Tutto doveva partire quando tutto si fermò. Ovvero nel mese di marzo, periodo nel quale a San Cassiano (come in tanti altri comuni) ci si prepara per la sagra di San Giuseppe, con tutto il simbolismo che si porta appresso: un accorato processo di condivisione con la cittadinanza, una festa come luogo di innovazione culturale, una valorizzazione dell’identità nel rispetto dell’ecologia umana e del territorio. Ricucendo la relazione tra gli uomini e le pietanze delle “tavole” tradizionalmente offerte al santo, producendo autonomamente i prodotti del grano e intendendo il cibo come dono. A seguito dell’emergenza sanitaria, poi, e con il progressivo allentarsi delle maglie delle restrizioni, si prova a ripartire. Offrendo a chi ne ha più bisogno la semola di grano duro “Saragolla”, autoprodotta con il progetto Ruralia, che sarebbe servita per produrre la “massa” e il pane della sagra di quest’anno e che diventa così un prodotto di prossimità a sostegno della mutua assistenza del piccolo borgo del Parco Paduli.

Un grano macinato a pietra nel Mulino di Comunità di Castiglione d’Otranto e che deriva da alcuni terreni messi a disposizione gratuitamente da alcuni privati, per ricostruire sia la memoria storica del paese sia una filiera corta di autoproduzione, che passa dal riconoscimento dell’importanza della biodiversità e da un’agricoltura a basso impatto per l’ambiente.

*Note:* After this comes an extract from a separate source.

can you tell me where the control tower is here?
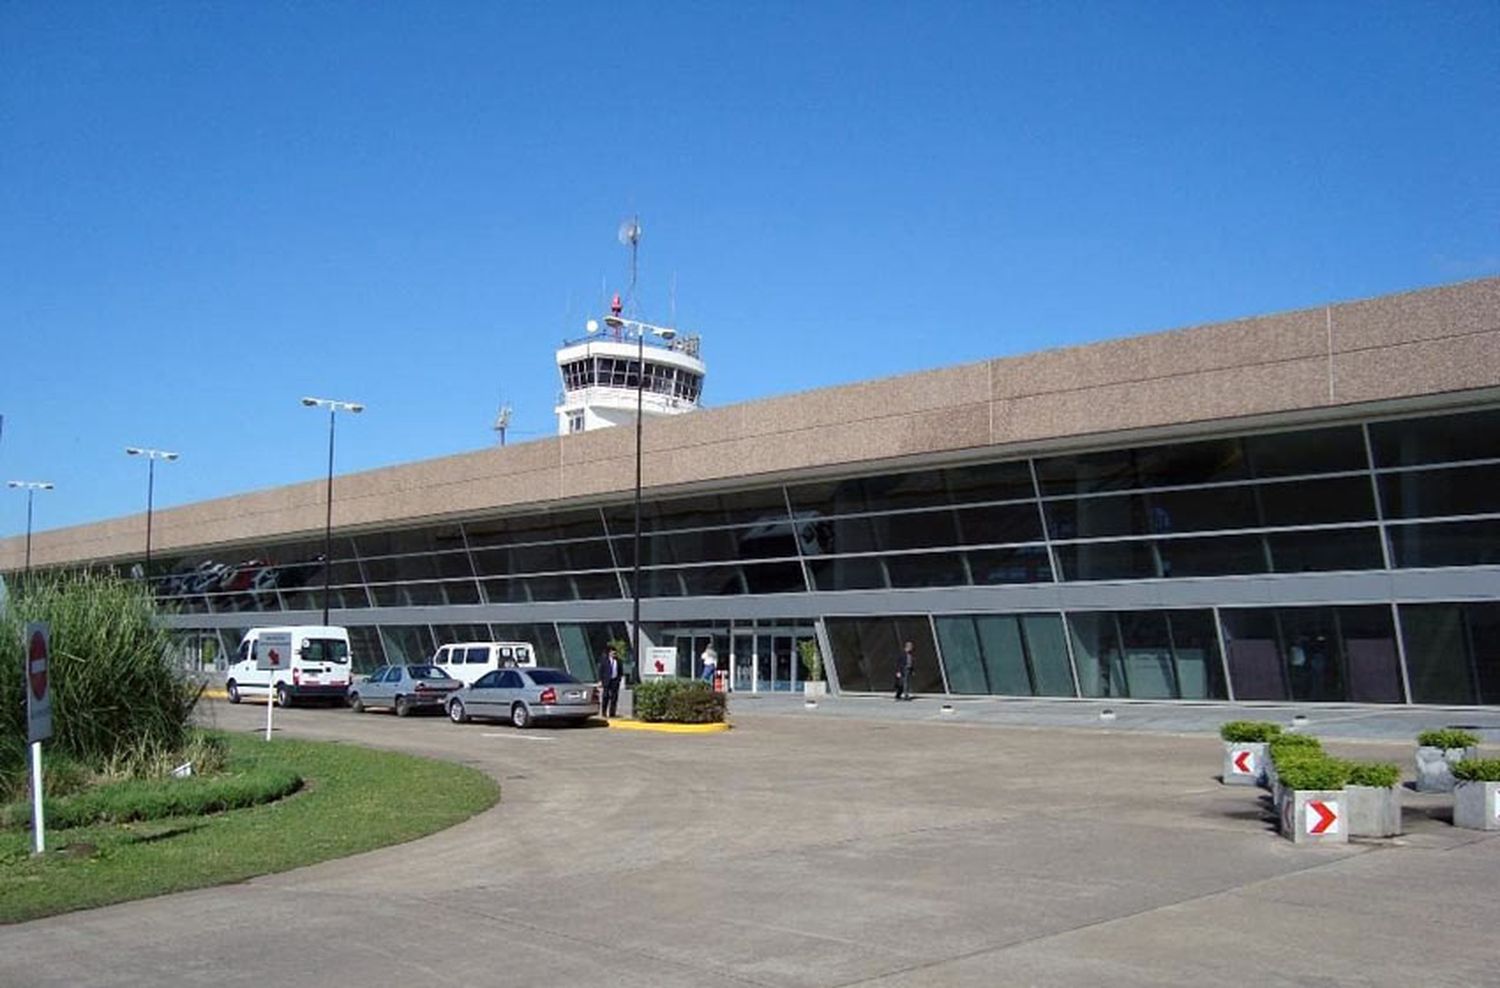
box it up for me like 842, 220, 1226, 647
554, 295, 706, 435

Non solo. Oltre alla semola, stati confezionati beni anche fondamentali a lunga conservazione come pacchi di frise e biscotti per affrontare le ristrettezze economiche di questa lenta fase di ripartenza.

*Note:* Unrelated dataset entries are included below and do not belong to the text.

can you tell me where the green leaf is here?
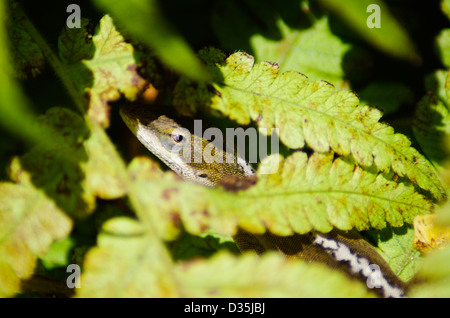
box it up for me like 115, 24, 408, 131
0, 2, 63, 147
39, 237, 75, 270
8, 107, 127, 218
436, 199, 450, 227
92, 1, 210, 82
318, 0, 418, 62
410, 246, 450, 297
83, 118, 128, 200
130, 153, 432, 237
0, 182, 72, 297
8, 108, 92, 219
250, 17, 369, 85
127, 157, 180, 240
436, 29, 450, 68
174, 49, 445, 200
409, 156, 450, 297
424, 69, 450, 106
7, 4, 45, 80
442, 0, 450, 21
77, 217, 373, 297
76, 217, 181, 297
177, 251, 374, 297
364, 225, 421, 282
58, 17, 94, 65
212, 1, 371, 86
413, 70, 450, 170
169, 230, 240, 261
61, 15, 148, 127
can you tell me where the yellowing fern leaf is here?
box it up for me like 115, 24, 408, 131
8, 107, 127, 218
76, 217, 179, 297
129, 152, 432, 238
0, 183, 72, 297
77, 217, 374, 297
174, 49, 445, 201
61, 15, 147, 127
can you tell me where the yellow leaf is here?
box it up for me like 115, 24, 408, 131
414, 214, 450, 253
0, 183, 72, 297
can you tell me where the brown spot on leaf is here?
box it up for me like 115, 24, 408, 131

Attraverso questa prima esperienza di autoproduzione avviata a San Cassiano si può riaffermare con forza il fondamentale ruolo dell’agricoltura di prossimità, intesa non solo come cura del paesaggio ma soprattutto come cardine per riorganizzare le politiche di mutua assistenza, assicurando in questo modo l’accesso al cibo, al cibo locale di qualità, veramente a tutti.